Rafael Lozano-Hemmer at the Musée d'art contemporain de Montréal

The Musée d’art contemporain de Montréal has the great privilege of hosting the first major museum survey of Rafael Lozano-Hemmer’s work to be presented in Canada or the United States.

Rafael Lozano-Hemmer at the Musée d'art contemporain de Montréal

Montreal-based artist Rafael Lozano-Hemmer (born in Mexico City in 1967) is one of the leading figures on the international scene of digital-media practices today. After co-producing satirical “technological theatres” in the late 1980s, in the following decades he went on to explore the performative potential of interaction, focusing on the integration of artistic disciplines, and becoming increasingly known for large-scale “anti-monuments” that transformed public spaces with ephemeral interventions that were “critical platforms for participation.”
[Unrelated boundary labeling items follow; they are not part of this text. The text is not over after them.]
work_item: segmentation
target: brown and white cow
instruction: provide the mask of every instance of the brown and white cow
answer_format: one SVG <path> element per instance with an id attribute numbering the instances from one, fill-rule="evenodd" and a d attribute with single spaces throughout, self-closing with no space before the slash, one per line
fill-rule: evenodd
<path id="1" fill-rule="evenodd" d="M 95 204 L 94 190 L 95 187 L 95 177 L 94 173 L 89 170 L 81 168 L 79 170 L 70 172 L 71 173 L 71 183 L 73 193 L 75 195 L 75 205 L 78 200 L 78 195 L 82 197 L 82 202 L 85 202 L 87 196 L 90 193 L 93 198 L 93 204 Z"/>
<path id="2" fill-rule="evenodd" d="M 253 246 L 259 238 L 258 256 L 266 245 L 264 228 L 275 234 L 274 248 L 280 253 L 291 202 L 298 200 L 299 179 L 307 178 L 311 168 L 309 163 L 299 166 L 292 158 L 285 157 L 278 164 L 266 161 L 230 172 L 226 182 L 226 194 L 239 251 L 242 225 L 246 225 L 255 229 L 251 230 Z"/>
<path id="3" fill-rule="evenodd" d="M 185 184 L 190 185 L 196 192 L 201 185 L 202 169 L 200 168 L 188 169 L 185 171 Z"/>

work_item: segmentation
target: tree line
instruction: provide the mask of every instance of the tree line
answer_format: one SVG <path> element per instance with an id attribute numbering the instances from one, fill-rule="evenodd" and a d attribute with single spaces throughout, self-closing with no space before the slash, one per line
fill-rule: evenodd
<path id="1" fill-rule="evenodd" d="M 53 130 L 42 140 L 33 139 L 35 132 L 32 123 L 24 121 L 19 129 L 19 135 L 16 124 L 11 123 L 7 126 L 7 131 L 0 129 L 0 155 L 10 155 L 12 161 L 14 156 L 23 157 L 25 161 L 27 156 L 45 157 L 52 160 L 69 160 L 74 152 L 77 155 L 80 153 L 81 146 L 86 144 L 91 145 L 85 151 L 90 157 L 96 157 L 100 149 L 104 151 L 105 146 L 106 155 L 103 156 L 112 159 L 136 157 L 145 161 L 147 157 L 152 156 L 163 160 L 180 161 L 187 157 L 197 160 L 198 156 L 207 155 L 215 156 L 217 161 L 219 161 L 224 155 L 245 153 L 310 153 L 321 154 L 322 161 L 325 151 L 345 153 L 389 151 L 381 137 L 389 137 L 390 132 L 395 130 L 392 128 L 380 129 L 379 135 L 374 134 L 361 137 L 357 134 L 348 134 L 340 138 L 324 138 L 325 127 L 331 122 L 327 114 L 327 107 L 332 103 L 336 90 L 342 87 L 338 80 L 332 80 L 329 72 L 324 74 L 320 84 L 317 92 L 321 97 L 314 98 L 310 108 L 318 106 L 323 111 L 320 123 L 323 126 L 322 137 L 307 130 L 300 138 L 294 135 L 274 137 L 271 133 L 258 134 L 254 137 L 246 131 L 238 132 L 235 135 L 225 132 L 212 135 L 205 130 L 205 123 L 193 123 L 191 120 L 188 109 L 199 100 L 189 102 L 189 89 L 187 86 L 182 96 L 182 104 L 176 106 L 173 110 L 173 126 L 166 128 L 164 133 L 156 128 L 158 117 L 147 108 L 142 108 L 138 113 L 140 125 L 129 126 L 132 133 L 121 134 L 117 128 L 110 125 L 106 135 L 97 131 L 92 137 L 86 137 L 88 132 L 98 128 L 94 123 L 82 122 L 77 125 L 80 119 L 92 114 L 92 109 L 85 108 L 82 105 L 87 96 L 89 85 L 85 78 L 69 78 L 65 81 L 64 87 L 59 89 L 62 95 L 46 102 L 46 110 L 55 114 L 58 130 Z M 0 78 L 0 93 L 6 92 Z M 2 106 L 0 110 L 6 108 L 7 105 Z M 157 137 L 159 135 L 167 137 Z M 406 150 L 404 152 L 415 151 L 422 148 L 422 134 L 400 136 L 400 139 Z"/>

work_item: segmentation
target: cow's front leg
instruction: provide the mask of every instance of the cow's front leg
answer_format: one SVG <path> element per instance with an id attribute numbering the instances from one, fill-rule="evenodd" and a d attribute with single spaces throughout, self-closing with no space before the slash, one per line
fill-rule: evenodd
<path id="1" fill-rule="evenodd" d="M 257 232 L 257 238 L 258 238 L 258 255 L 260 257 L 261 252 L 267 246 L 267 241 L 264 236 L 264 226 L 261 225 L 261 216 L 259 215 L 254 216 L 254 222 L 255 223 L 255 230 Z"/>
Rafael Lozano-Hemmer: Unstable Presence highlights the material and sculptural dimension of the artist’s production of the last 18 years, offering a new perspective on its poetic and political enactments of co-presence. Referring primarily to the inevitable coexistence of viewpoints, active voices and singular experiences elicited by the artwork’s dialogic devices, the notion of co-presence also alludes to more turbulent and asymmetrical types of relationships: forced cohabitations and power dynamics in private and geopolitical spaces, as well as the interplay of gazes and bodies under contemporary techniques of surveillance and control. Indeed, Lozano-Hemmer’s works offer a nuanced view of the emancipatory rhetoric of participation and of digital media aesthetics, reminding us of technology’s complex and often problematic involvement in broader social, economic and political contexts.

 

Showing how we interact with technology and making the internal mechanisms of devices visible is one of the strategies deployed in Lozano-Hemmer’s works. As you walk through the exhibition, the physical presence of the works, their sculptural occupation of space, provides an important counterweight to the argument of digital “dematerialization.”

 

The exhibition will present the world premiere of Sphere Packing: Bach (2017)—a spherical room with 1,128 speakers each of which plays a different composition of Johann Sebastian Bach—and other major works such as Vicious Circular Breathing (2013), Zoom Pavilion (a collaboration with Krzysztof Wodiczko, 2015), Pan-Anthem (2014), Call on Water (2016) and Pulse Spiral (2008).

 

Rafael Lozano-Hemmer: Unstable Presence is co-organized by the Musée d’art contemporain de Montréal and the San Francisco Museum of Modern Art. It is co-curated by Lesley Johnstone, curator and head of exhibitions and education at the MAC, with François LeTourneux, associate curator et the MAC and Rudolf Frieling, curator of media arts at the SFMOMA. The exhibition will also be presented at the Museo de arte contemporáneo de Monterrey (MARCO), Mexico, in 2019 and at the SFMOMA, in 2020.

 

Lozano-Hemmer was the first artist to represent Mexico at the Venice Biennale, with an exhibition at the Palazzo Van Axel in 2007. He has also shown at multiple other biennials and triennials. Lozano-Hemmer’s artistic production has been featured in solo exhibitions and performances in numerous institutions, including the Museo Universitario Arte Contemporáneo (MUAC) in Mexico City (2015), San Francisco Museum of Modern Art (SFMOMA) (2012), the Museum of Contemporary Art, Sydney (2011) and the Guggenheim Museum, New York (2009). His work may be found in the collections of such museums as the Museum of Modern Art (New York), Tate Modern (London), Musée d'art contemporain de Montréal, SFMOMA, Hirshhorn Museum and Sculpture Garden (Washington), Borusan Contemporary (Istanbul), MUAC (Mexico) and others. He is represented by bitforms gallery (New York), Art Bärtschi & Cie (Geneva) and Max Estrella (Madrid).